I finished a shareholder derivative action last week with a settlement very favorable to my client. The suit involved two corporations, which I will call corporation A and corporation B. My client was a 50% stockholder and the President of corporation A in addition to being a minority stockholder in corporation B. My client, and the President of the corporation B, the corporation in which my client was the minority shareholder, each thought that the other was not paying the earnings of the corporations to the shareholders, but were keeping all of the earnings personally.
Although convinced that my client was right, or at least had paid herself far less earnings than the President of corporation B had paid himself, I undertook the case. My first action was to request an examination of the records of the company my client was not running, corporation B. This request was made pursuant to Ala. Code § 10A-2-16.02(b). The President of corporation B, of course, refused to produce the documents which would provide evidence of his indiscretions, so we filed suit pursuant to the section above. When we did get the documents, I knew that I would be able to prove a shareholder derivative action for my client. The purpose of the action is to bring the ill-gotten gains in the pocket of the President of corporation B back into the company, where it could be properly distributed to all of the stockholders. The derivative action is also available to recover from the President the damages he caused to the corporation by his malfeasance. Again, the recovery would then be available for distribution to all stockholders, including my minority shareholder client.

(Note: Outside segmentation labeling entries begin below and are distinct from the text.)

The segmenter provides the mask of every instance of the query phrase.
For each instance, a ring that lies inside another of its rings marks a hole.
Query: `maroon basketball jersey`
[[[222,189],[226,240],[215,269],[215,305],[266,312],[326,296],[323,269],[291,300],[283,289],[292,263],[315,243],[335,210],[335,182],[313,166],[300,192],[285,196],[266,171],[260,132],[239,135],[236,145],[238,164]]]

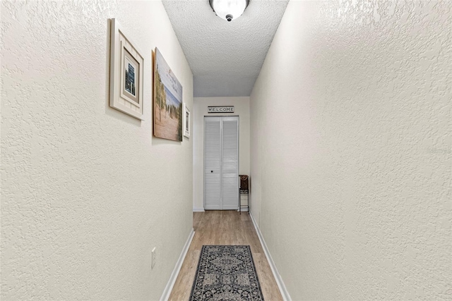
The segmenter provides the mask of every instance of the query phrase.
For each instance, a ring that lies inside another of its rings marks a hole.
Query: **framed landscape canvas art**
[[[154,136],[182,141],[182,86],[155,48],[154,54]]]

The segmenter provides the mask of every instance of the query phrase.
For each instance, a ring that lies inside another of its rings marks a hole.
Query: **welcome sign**
[[[208,113],[234,113],[234,106],[208,106]]]

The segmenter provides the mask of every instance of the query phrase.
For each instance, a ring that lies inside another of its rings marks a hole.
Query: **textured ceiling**
[[[208,0],[163,0],[194,76],[195,97],[249,96],[288,0],[251,0],[227,22]]]

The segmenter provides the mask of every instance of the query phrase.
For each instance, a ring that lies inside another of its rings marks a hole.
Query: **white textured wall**
[[[452,3],[290,1],[251,212],[293,300],[452,298]]]
[[[144,118],[108,106],[109,27],[143,51]],[[192,144],[152,136],[160,1],[1,1],[1,297],[158,300],[192,228]],[[157,262],[150,269],[150,250]]]
[[[239,116],[239,174],[249,175],[249,97],[195,97],[193,109],[193,209],[204,209],[204,116],[209,106],[234,106]],[[246,197],[245,197],[246,198]]]

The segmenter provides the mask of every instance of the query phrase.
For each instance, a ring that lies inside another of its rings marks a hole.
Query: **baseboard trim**
[[[253,221],[253,224],[254,225],[254,228],[256,229],[256,232],[257,233],[257,235],[259,238],[259,240],[261,241],[261,245],[262,245],[262,248],[263,249],[263,252],[266,254],[266,257],[267,257],[267,260],[268,261],[268,264],[270,264],[270,268],[271,269],[271,271],[273,274],[273,276],[275,277],[275,281],[276,281],[276,284],[278,284],[278,287],[280,289],[280,292],[281,293],[281,295],[282,296],[282,299],[284,301],[291,301],[290,295],[289,295],[289,292],[287,288],[285,288],[285,285],[284,285],[284,281],[282,281],[282,278],[281,276],[278,272],[278,269],[276,269],[276,265],[275,264],[275,262],[273,262],[273,259],[271,257],[271,254],[270,254],[270,251],[268,251],[268,248],[267,247],[267,244],[266,244],[266,241],[263,240],[263,236],[262,236],[262,233],[261,233],[261,229],[259,229],[259,226],[257,225],[256,220],[254,219],[254,216],[250,212],[250,217],[251,218],[251,221]]]
[[[168,280],[167,286],[165,288],[165,290],[163,290],[162,297],[160,297],[160,301],[167,301],[168,298],[170,298],[170,294],[171,294],[171,290],[172,290],[172,288],[173,286],[174,286],[176,279],[177,279],[179,272],[181,271],[182,264],[184,263],[184,259],[185,259],[185,256],[186,256],[186,253],[187,252],[189,252],[189,248],[190,247],[190,245],[191,244],[191,240],[193,240],[193,237],[194,236],[194,235],[195,231],[192,228],[191,232],[190,232],[190,234],[189,234],[189,238],[186,240],[185,245],[182,249],[182,252],[179,257],[179,259],[177,259],[177,262],[176,262],[174,269],[172,270],[172,273],[171,273],[171,276],[170,276],[170,280]]]

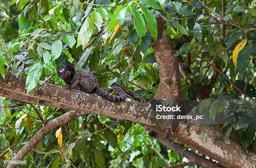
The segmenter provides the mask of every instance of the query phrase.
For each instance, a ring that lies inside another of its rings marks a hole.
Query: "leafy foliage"
[[[213,77],[214,70],[207,62],[192,57],[191,73],[181,77],[185,99],[199,99],[196,86],[207,86],[213,78],[217,82],[209,94],[211,98],[248,99],[235,85],[255,99],[254,1],[251,4],[246,1],[239,4],[225,1],[225,12],[221,12],[222,4],[215,0],[204,1],[212,11],[197,1],[2,0],[0,74],[4,78],[9,72],[17,77],[26,77],[28,94],[40,80],[46,80],[51,74],[48,82],[63,85],[56,71],[76,62],[79,69],[86,69],[94,73],[102,87],[116,82],[146,99],[151,99],[157,91],[159,76],[151,45],[159,35],[155,18],[161,17],[166,25],[165,38],[186,40],[172,42],[175,57],[185,60],[192,52],[214,65],[220,58],[218,68],[234,83],[219,75]],[[220,18],[223,20],[220,21]],[[224,35],[223,25],[227,27]],[[204,103],[202,108],[210,111],[213,120],[218,116],[219,107],[225,106],[222,101],[213,104],[209,101]],[[0,99],[0,107],[4,106],[0,108],[0,147],[5,150],[15,144],[12,148],[15,153],[42,126],[37,112],[45,121],[67,112]],[[236,133],[236,140],[245,149],[256,151],[252,146],[256,144],[255,140],[253,142],[256,126],[236,123],[232,120],[235,116],[230,116],[233,112],[227,111],[223,119],[227,123],[233,121],[225,128],[226,140]],[[130,121],[120,121],[75,144],[72,140],[100,131],[115,121],[93,114],[72,120],[67,128],[62,127],[62,145],[59,145],[61,136],[58,136],[59,140],[55,138],[56,129],[36,146],[47,154],[44,156],[30,153],[26,156],[29,165],[64,166],[63,156],[52,153],[61,146],[67,149],[66,158],[77,167],[166,166],[155,149],[171,164],[183,162],[181,156],[173,151],[167,151],[166,147],[151,138],[152,146],[148,143],[146,131]],[[223,128],[228,124],[224,125]],[[10,154],[7,153],[5,158],[10,158]],[[70,164],[68,162],[65,166]]]

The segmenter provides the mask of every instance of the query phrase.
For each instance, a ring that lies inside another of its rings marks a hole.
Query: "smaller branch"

The President of corporation B, like most people caught with their hand in the cookie jar, acted very righteously until I called him to testify at a hearing. The prospect of all of his misdeeds being put on a public record, along with potential tax consequences and the possible proliferation of other suits against him, softened his righteousness and we were able to reach a very favorable settlement for my client, approximately doubling what she was offered before retaining us, which was a very large number.
The scenario painted above is very common, particularly among closely held corporations or corporations in which the majority of the stock is held by one family. We can often cure the inequities resulting from such situations by a stockholder derivative action.